Harriet Tubman became renowned as a "conductor" on the Underground Railroad through the turbulent 1850s. Born a slave on Maryland's eastern coast, she tolerates vicious beatings by her master and the cruel administration of the meadow hand. Her life was a indication to the fierce confrontation of African-American populace to slavery.
In 1849 Tubman fled Maryland, departure after her free husband of five years, John Tubman, and her parents, sisters, and brothers. "Mah populace mus' go free," her steady refrain, propose a resolve uncommon amongst even the most militant slaves. She revisits to the South at least nineteen times to lead her family and hundreds of other slaves to liberty via the dissident Railroad.
Tubman collaborates with John Brown in 1858 in preparation his raid on Harpers Ferry. The two gathers in Canada where she told him all she identifies of the Underground Railroad in the East. Advising him on the area in which he considered to operate, she promises to bring aid from deserter in the province.

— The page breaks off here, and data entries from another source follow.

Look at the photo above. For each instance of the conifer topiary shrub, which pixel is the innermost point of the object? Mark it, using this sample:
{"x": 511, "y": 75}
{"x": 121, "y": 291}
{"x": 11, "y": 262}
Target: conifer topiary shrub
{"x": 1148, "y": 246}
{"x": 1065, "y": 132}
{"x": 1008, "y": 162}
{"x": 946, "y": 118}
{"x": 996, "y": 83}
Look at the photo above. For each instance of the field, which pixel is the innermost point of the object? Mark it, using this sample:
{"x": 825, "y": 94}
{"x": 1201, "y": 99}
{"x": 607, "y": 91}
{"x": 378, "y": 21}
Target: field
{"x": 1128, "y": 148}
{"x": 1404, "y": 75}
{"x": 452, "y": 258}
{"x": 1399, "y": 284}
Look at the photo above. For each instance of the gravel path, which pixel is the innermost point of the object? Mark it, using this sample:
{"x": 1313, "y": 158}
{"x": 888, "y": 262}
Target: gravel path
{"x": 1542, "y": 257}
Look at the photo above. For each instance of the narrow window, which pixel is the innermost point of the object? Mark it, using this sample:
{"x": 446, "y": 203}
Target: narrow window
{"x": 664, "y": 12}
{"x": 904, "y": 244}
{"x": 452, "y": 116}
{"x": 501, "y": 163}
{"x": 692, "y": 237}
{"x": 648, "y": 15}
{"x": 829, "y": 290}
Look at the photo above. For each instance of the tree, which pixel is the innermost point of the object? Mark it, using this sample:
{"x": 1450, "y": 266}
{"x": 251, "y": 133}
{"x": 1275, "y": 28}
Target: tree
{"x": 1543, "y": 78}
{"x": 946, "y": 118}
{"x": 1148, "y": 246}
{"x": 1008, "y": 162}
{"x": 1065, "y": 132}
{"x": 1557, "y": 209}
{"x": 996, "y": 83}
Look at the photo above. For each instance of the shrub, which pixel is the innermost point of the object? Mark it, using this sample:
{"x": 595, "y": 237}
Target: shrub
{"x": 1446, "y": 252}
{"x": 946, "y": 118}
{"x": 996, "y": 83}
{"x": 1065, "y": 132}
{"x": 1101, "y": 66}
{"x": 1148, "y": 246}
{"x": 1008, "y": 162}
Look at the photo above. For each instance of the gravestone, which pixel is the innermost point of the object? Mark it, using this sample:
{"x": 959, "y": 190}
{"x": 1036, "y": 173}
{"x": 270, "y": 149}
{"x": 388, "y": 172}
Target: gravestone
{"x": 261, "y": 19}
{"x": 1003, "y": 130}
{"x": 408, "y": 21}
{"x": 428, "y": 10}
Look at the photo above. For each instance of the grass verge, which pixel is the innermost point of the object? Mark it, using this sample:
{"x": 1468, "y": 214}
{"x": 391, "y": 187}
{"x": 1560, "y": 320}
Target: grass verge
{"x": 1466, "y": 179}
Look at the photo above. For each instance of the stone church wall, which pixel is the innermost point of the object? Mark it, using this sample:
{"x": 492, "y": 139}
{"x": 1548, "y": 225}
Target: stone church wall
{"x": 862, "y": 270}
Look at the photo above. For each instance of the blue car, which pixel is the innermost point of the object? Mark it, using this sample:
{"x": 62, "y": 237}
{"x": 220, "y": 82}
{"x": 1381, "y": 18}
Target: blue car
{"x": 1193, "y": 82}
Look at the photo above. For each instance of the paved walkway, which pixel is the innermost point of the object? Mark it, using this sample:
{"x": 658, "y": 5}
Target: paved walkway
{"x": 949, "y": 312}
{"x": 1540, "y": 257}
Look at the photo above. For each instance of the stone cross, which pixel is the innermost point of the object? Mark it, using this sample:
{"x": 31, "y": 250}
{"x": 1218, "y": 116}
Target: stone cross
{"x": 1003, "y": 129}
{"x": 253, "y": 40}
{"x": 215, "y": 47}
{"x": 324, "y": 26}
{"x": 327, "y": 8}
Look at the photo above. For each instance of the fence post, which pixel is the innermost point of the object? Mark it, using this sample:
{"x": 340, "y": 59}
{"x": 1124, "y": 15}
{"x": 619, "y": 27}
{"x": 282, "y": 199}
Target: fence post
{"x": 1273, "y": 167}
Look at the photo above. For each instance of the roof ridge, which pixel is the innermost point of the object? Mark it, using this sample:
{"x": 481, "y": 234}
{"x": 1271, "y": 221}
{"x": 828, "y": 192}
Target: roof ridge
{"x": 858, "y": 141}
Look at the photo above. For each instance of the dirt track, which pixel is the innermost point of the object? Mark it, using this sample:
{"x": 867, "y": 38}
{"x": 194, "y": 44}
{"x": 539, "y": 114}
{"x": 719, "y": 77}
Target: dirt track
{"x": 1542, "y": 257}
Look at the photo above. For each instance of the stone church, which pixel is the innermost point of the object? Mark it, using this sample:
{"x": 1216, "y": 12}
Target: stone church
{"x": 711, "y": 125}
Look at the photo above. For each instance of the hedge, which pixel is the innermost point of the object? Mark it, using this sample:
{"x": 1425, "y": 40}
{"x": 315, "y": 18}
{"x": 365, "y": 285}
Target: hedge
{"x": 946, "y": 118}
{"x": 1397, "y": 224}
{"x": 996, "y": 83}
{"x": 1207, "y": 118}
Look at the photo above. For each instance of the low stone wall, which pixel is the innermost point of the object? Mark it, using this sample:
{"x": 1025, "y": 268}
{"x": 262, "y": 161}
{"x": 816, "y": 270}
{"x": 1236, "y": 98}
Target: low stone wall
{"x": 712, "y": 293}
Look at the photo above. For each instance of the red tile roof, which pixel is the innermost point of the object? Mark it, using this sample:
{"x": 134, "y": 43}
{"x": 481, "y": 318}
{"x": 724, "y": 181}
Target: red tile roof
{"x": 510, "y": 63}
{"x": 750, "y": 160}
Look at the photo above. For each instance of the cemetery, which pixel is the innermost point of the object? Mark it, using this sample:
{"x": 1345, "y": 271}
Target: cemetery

Tubman's disagreement to slavery did not end with the explosion of the Civil War. Her services as nurse, scout, and detective were request by the Union government. For more than three years she nursed the sick and injured in Florida and the Carolinas, treatment whites and blacks, soldiers and contrabands.
After the war, Tubman revisits to Auburn, New York, and sustained to help blacks falsify new lives in liberty. She cared for her parents and other needy relations, turning her dwelling into the Home for destitute and Aged Negroes.
Lack of money sustained to be an imperative problem and her investment the home by selling copies of her biography and giving speeches. Her most tremendous appearance was at the arrange meeting of the National Association of Colored Women in 1896 in Washington, D.C.